Identification of apoptosis-related miRNAs in rat MI’s treated with SkMs
To validate the miRNA array results, we used 2-cut off criteria and screened the microRNAs which were related to Wnt signal pathway and related to apoptosis. The expression of miR-30a-5p, miR-30c-5p, miR-145-5p, miR-143-3p, and miR-140-3p in the infarcted border zone region was measured by real-time analysis 4 weeks after MI. Interestingly, as shown in Fig. 3, at 4 weeks post-MI, with the exception of miR-143-3p, changes in miR-30a-5p, miR-30c-5p, miR-145-5p, and miR-140-3p expression tended to increase compared to the control group, whereas the expression of these four miRNAs decreased and the expression of miR-143-3p increased in the SkM +MI group, suggesting that these miRNAs may be associated with SkM therapy in myocardial injury. The results from real-time qPCR analysis showed high concordance with our microarray results for all investigated transcripts, as shown in Fig. 4.
Pathway analysis and GO analysis of targeted mRNA changes
In total, among the target genes, KEGG pathways were overrepresented to help us obtain useful information about the function of these targets, as shown in Additional file 7: Figure S1. Several genes implicated in MI are involved in adrenergic signaling in cardiomyocytes, the TNF signaling pathway, the TGF-beta signaling pathway, and metabolic pathways.
To further explore the relationship between miRNAs and gene function in the three groups at 4 weeks, we built a miRNA-GO-network in heart tissue. The five key miRNAs in the network were identified as miR-30a-5p, miR-30c-5p, miR-145-5p, miR-143-3p, and miR-140-3p. GO biological processes were also observed to be associated with up- and down-regulated genes, respectively, as shown in Additional file 8: Figure S2 and Additional file 9: Figure S3. Genes involved in positive regulation of cell death, response to hypoxia, and negative regulation of apoptotic process were found, as shown in Additional file 10: Table S7.

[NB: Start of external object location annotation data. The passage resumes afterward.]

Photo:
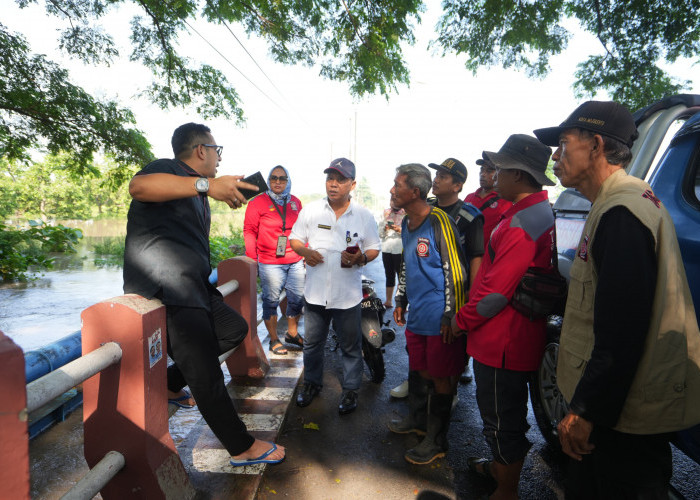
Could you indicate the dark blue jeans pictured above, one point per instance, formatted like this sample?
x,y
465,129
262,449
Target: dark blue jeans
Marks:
x,y
196,338
346,323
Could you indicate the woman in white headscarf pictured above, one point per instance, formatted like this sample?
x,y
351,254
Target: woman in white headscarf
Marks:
x,y
269,218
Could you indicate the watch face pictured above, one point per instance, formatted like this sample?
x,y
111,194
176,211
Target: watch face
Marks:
x,y
202,185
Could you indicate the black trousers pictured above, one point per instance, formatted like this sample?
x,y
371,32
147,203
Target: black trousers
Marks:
x,y
502,399
196,338
621,466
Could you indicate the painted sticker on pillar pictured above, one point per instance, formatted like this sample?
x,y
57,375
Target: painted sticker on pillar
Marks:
x,y
155,348
423,247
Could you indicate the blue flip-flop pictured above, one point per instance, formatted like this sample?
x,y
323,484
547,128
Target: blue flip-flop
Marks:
x,y
177,401
262,459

Differential expression of mRNAs targeted by regulated miRNAs post-MI
To examine the potential mRNA targets of regulated miRNAs, mRNA and miRNA array data sets were analyzed using a microRNA and mRNA integrated analysis software that integrates mRNA and miRNA expression data based on miRNA-predicted targets (Additional file 11: Table S8). We constructed a miRNA-Gene-network of these differential genes and miRNAs in heart tissue. The five key miRNAs in the network were identified as miR-30a-5p, miR-30c-5p, miR-145-5p, miR-143-3p, and miR-140-3p, as shown in Additional file 12: Figure S4.
miRNA target prediction and validation
MIRANDA, MICROCOSM, and MIRDB programs were employed to predict potential targets of five key miRNAs, miR-30a-5p, miR-30c-5p, miR-145-5p, miR-143-3p, and miR-140-3p. The targets of each miRNA predicted by three different programs were graphed in Venn’s diagram as shown in Additional file 13: Figure S5, among which seven anti-apoptotic genes: Angpt14, Eif5a, Egr1, Irs2, Cebpb, Tsc22d3, and Dpep1 were selected out for further validation. qRT-PCR results showed that the expression of the above seven target genes was negatively correlated to the levels of five miRNAs we identified (Fig. 5). Furthermore, qPCR validation results showed high concordance with our microarray results for all investigated transcripts, as shown in Fig. 5.